ABSTRACT

In this study, modeling of an irreversible thermoelectric heat pump was conducted, and its performance was assessed in terms of exergy for 10, 20, 30 and 40 K difference in temperature (∆T) by changing the values of the design parameters. By employing this model, positive impact of increasing cross-section area, current and thermocouple’s length which in turn increases the exergy efficiency is realized. In addition, diminishing adverse impact of adding more thermocouples on the exergy efficiency of the system is illustrated. Afterward, exergoeconomic performance of the thermoelectric heat pump is evaluated. Then, exergoeconomic factor for each of the system’s components is diagnosed. The value of the mentioned parameter for the whole system is 60.6%, representing the ratio of the investment costs to exergy destruction costs. Considering the two objectives of reducing the unit cost of produced heat and increasing the exergy efficiency, the thermoelectric heat pump was optimized to create a temperature difference (∆T) of 30 K by state of the art optimization algorithms such as MOPSO, SPEA2, PESA2 and response surface method (RSM).
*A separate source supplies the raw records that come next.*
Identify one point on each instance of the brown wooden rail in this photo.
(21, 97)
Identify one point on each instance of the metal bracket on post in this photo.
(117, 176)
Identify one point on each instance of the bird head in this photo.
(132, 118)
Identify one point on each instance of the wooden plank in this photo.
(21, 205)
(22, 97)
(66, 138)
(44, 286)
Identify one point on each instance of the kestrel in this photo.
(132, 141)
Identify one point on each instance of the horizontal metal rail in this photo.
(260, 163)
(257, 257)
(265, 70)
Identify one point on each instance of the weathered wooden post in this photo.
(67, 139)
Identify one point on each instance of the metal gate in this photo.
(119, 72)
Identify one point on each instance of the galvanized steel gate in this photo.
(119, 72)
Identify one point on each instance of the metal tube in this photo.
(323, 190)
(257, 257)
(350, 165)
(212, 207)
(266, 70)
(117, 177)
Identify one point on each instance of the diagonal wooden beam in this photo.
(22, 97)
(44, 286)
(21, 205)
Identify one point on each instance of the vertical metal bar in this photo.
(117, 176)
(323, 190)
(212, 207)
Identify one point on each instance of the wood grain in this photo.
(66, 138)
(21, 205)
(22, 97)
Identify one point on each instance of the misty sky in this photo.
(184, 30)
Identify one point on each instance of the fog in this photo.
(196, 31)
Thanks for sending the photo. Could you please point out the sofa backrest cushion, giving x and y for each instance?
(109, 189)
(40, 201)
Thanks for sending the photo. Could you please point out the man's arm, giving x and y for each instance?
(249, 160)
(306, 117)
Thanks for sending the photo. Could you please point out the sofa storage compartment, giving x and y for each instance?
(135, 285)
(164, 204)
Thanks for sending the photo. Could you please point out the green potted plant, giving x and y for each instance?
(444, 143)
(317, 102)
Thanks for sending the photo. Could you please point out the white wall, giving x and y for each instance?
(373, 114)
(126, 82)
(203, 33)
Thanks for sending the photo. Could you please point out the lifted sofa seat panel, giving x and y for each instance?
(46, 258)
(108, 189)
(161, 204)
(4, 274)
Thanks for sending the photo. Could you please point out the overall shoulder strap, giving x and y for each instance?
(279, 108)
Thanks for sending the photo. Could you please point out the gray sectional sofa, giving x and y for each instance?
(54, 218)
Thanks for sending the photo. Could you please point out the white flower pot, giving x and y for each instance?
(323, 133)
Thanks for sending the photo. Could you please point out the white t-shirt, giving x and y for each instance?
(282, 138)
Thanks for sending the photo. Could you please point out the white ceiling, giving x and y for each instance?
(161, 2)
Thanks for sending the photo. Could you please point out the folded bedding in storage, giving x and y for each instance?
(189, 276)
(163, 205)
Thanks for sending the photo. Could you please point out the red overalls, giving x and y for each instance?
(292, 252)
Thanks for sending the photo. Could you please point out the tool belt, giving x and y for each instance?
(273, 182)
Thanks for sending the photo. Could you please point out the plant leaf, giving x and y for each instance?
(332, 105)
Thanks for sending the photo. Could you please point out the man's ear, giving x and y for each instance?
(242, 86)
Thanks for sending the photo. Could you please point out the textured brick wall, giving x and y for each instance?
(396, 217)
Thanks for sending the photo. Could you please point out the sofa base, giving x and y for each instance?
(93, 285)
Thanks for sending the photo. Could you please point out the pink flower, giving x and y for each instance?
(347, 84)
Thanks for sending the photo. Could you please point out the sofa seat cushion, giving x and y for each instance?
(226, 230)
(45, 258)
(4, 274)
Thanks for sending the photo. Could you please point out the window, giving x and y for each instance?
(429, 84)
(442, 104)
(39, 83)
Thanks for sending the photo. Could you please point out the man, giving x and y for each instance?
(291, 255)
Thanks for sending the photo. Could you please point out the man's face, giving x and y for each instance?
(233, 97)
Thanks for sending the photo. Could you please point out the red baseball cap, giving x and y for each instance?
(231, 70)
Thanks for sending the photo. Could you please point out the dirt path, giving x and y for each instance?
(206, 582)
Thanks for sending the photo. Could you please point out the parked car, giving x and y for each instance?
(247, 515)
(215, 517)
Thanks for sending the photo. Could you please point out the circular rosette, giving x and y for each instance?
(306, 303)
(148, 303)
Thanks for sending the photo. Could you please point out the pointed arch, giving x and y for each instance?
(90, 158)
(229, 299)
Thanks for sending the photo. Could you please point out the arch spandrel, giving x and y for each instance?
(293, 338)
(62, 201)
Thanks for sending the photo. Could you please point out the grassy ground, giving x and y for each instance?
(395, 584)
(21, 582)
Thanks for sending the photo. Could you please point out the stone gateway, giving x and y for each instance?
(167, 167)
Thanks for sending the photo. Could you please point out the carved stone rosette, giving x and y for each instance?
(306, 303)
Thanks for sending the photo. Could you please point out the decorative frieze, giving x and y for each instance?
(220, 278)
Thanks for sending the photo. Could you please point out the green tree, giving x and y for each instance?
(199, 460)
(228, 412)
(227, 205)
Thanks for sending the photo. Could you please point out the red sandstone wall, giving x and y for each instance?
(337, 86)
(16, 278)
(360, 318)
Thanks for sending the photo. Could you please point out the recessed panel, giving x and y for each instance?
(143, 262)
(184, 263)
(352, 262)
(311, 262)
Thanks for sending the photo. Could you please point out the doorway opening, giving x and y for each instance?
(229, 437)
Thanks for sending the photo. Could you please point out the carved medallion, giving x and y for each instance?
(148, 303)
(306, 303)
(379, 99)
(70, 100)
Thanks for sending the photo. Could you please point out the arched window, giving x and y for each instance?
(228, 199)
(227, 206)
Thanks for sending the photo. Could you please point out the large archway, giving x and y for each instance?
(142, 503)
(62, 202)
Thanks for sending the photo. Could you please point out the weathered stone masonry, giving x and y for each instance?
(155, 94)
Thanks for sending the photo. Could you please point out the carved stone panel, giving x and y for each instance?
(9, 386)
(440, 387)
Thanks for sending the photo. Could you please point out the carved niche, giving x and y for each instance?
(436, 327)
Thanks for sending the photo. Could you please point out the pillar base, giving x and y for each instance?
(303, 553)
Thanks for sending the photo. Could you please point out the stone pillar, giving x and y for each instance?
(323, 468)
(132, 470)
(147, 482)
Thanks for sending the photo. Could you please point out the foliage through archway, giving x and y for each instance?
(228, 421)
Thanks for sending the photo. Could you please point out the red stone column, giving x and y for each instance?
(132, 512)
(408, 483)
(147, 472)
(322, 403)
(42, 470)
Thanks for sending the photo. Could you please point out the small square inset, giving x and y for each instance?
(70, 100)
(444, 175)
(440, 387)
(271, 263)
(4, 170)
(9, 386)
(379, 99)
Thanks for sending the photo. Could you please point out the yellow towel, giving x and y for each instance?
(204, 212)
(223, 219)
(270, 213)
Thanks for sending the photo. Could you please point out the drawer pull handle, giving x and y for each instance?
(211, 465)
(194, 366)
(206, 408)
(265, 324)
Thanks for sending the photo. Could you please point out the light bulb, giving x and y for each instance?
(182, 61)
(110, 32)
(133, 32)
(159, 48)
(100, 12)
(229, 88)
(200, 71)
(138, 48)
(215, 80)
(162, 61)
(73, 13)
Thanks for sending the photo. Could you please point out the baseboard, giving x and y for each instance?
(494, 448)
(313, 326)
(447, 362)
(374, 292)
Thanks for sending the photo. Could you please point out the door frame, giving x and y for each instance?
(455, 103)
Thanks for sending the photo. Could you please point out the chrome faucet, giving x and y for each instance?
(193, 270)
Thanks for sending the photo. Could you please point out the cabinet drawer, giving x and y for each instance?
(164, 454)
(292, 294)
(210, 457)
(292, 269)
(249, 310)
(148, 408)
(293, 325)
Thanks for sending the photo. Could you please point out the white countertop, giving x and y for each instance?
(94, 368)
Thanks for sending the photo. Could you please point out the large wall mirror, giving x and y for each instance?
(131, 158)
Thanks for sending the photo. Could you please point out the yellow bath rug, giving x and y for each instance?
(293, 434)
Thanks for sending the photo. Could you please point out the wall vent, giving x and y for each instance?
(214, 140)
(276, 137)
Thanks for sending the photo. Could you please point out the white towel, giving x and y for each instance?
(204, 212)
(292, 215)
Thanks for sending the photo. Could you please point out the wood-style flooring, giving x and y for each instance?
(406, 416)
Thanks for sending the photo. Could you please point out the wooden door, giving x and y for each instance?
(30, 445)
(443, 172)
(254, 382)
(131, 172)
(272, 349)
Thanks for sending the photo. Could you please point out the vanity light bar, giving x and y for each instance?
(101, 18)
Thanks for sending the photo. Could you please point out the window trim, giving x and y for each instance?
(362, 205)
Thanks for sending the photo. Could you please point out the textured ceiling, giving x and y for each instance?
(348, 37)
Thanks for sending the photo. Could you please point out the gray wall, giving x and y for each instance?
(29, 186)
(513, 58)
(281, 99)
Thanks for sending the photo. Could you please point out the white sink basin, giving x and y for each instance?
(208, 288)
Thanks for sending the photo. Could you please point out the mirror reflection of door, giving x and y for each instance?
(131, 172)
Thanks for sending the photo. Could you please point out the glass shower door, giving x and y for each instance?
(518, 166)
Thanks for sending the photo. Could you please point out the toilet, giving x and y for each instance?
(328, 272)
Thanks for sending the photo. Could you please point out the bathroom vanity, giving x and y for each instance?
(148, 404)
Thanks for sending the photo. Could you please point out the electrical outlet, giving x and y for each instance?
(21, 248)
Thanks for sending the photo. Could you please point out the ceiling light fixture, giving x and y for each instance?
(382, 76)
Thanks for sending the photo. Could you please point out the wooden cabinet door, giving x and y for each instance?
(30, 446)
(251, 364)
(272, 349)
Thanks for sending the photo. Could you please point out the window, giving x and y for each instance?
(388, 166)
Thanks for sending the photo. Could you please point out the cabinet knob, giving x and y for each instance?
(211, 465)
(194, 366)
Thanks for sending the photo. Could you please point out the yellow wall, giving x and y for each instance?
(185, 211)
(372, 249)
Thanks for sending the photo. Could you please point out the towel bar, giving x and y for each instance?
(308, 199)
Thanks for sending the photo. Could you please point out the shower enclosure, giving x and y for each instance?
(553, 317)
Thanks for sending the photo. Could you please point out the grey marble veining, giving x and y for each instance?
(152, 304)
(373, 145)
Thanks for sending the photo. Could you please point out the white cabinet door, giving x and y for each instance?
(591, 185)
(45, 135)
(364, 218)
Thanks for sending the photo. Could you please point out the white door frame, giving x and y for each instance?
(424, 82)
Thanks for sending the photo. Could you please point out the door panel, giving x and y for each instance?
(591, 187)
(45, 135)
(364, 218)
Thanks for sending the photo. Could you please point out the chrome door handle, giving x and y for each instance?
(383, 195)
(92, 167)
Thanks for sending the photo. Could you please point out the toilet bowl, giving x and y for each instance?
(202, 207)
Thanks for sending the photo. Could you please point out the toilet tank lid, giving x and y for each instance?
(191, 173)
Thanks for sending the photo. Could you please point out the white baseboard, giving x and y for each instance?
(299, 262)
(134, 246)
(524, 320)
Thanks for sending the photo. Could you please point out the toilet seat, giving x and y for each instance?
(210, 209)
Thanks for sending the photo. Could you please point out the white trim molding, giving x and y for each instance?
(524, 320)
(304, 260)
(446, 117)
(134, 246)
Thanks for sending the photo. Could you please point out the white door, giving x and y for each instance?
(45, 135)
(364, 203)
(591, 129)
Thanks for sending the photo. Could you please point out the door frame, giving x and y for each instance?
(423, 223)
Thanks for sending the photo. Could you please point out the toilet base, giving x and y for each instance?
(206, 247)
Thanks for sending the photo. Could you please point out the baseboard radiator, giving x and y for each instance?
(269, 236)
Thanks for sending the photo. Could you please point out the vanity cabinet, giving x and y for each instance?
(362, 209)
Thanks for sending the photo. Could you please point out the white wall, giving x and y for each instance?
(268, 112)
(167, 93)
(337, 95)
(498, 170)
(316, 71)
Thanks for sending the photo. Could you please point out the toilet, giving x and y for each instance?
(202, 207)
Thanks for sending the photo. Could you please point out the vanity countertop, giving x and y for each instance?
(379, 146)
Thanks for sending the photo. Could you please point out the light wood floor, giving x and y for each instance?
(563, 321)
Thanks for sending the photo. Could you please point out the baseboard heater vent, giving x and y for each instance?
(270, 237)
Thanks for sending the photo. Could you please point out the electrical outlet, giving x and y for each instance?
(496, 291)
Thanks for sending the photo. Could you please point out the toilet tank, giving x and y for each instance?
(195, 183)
Comparing the drawn Pareto of each algorithm reveals that the Pareto drawn by the SPEA2 algorithm had better quality than the other two algorithms. Utilizing SPEA2 algorithm for this study yielded an exergoeconomic factor of 0.5 $/kWh and 14.8%, while the results obtained via evolutionary algorithms in this experiment are optimal compared to the RSM.

摘要

在本研究中，对不可逆热电热泵进行了建模，并根据 10、20、30 和 40 K 温差 (Δ T) 通过改变设计参数的值。通过采用该模型，实现了增加横截面积、电流和热电偶长度从而提高火用效率的积极影响。此外，还说明了减少添加更多热电偶对系统火用效率的不利影响。随后，对热电热泵的热电经济性能进行了评估。然后，诊断系统每个组件的运动经济因素。整个系统的上述参数值为60.6%，代表投资成本与火用破坏成本的比率。考虑到降低单位产热成本和提高火用效率两个目标，对热电热泵进行优化以产生温差（ΔT ) 30 K 通过最先进的优化算法，如 MOPSO、SPEA2、PESA2 和响应面方法 (RSM)。比较每种算法绘制的Pareto可以发现SPEA2算法绘制的Pareto质量优于其他两种算法。在本研究中使用 SPEA2 算法产生了 0.5 $/kWh 和 14.8% 的火力经济系数，而与 RSM 相比，本实验中通过进化算法获得的结果是最佳的。